Desencostei a minha cabeça do vidro da janela, ajeitei o meu corpo na cadeira e percebi que eu teria de descer na parada seguinte. Dentro do ônibus tinham muitos estudantes que estavam vindos da faculdade. Dei uma olhada rápida em todos e fiquei pensando comigo: um dia também fui um estudante igual a eles, mas não prossegui. Abandonei os livros depois de ter terminado o ensino médio e hoje estou aqui vindo do trabalho com um pacote de pão nas mãos.
Senti-me angustiado e fiquei pensando que todos já nascemos com o destino traçado. Quem veio ao mundo para conseguir e possuir alguma coisa, a tem e a possui. Quem veio para não possuir nada, por mais que tente, não conseguirá.
Lembrei do meu pai que desde jovem foi pescador e nunca conseguiu construir sua casinha de tijolo. Enquanto que pescadores mais novos, com o mesmo trabalho que o meu pai tinha, construíram casas, compraram carros... Progrediram.
Eu não tenho dúvidas que o destino existe. Lógico que, muitas vezes, a gente procura mudar algumas situações. Só, nem sempre, se consegue alcançar os objetivos. Conheço tanta gente que já ralou tanto na vida em prol dos seus planos e continuam piores do já foram. São pessoas que nas nasceram com estrelas na testa. Ou será que estou errado em pensar assim? Não sei.
Voltando a mim.
Eu puxei o cordãozinho da campanhinha do ônibus e desci. Peguei o meu celular e liguei pro taxista que me deixa em casa todas as noites. Rapidinho ele me pegou na parada e me trouxe. No caminho puxei conversa. Perguntei o que ele acha da minha pessoa. E ele me disse que se eu não fosse gente boa ele teria percebido desde o primeiro dia em que veio me deixar aqui. E isso já tem um ano. Então ele continuou falando que é fácil perceber as pessoas que têm corações bons. E que eu sou uma dessas pessoas que merece ser feliz.

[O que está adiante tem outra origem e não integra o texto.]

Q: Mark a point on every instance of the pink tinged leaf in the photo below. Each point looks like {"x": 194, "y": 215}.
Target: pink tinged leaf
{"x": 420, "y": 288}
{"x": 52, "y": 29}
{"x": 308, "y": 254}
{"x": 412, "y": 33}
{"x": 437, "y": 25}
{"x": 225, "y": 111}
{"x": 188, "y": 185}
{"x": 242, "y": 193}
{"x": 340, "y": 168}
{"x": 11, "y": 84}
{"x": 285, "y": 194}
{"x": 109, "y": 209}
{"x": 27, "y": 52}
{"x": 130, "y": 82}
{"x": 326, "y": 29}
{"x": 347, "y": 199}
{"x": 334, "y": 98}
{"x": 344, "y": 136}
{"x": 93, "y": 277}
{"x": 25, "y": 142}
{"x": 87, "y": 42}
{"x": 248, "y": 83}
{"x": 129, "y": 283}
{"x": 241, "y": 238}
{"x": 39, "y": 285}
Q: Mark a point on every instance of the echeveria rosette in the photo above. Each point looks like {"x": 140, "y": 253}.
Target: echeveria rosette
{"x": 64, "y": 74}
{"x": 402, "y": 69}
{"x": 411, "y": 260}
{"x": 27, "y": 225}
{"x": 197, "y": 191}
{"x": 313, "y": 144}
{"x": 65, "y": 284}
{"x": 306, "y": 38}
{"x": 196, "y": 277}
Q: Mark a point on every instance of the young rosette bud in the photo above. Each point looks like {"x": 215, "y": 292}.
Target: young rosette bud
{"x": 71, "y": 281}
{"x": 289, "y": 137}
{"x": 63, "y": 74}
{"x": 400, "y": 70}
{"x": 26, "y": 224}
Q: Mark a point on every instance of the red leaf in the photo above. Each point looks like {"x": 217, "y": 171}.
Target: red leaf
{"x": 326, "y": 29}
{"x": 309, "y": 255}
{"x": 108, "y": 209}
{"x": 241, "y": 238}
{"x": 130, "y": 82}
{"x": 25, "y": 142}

Eu o interrompi dizendo-lhe que dentro de mim existe uma voz que me diz que um dia encontrarei o meu caminho. Não sei quando. Mas chegará o meu dia.
Ele é um senhor de idade que não parece ter a idade que tem: 62 anos. Uma pessoa que desde muito tempo trabalha na noite e que já foi assaltado três vezes. Mesmo assim nunca perdeu sua fé em Deus e continua seguindo seu caminho. Não somos amigos ainda, mas conversamos bastante sempre.
Ele parou de frente a minha casa como sempre faz, esperou que eu abrisse os cadeados do portão: são três. E me desejou uma boa noite. Entrei e estou aqui escrevendo como sempre faço quando chego do trabalho na madrugada.
A minha TV tá ligada aqui na minha frente sem som e estou apenas ouvindo Enya cantar suas músicas quase instrumentais. São elas que sempre ouço quando me sento para escrever. A melodia enche a minha alma de inspiração e me traz certa felicidade enquanto os meus dedos deslizam nesse teclado digitando palavras que formam as frases dos meus textos tão simples por eu não tantos conhecimentos como deveria. É por isso que esse blog é diferente de tantos que conheço. Aqui escrevo sobre mim sem medo dizer quando estou triste, quando me decepciono ou quando choro. Nunca tive vergonha dos meus sentimentos. Acho que é por isso que ainda não encontrei a pessoa que nasceu pra mim.
Às vezes tem gente que acha meloso demais ouvir alguém falar de amor com tanta sinceridade. Tenho colegas que não curtem sinceridade sentimental. Metade diz que o amor não existe e a outra metade fica em cima do muro. A metade que crer na não-existência do amor diz que é feliz porque não se apega a ninguém. E a metade que fica em cima do muro, muitas vezes ama e não sabe se deve demonstrar seu sentimento.
Eu não tenho medo de dizer que amo, se eu estiver amando. Não tenho vergonha de dizer que gosto se estiver gostando. Sou assim. Nasci assim. Vivo assim.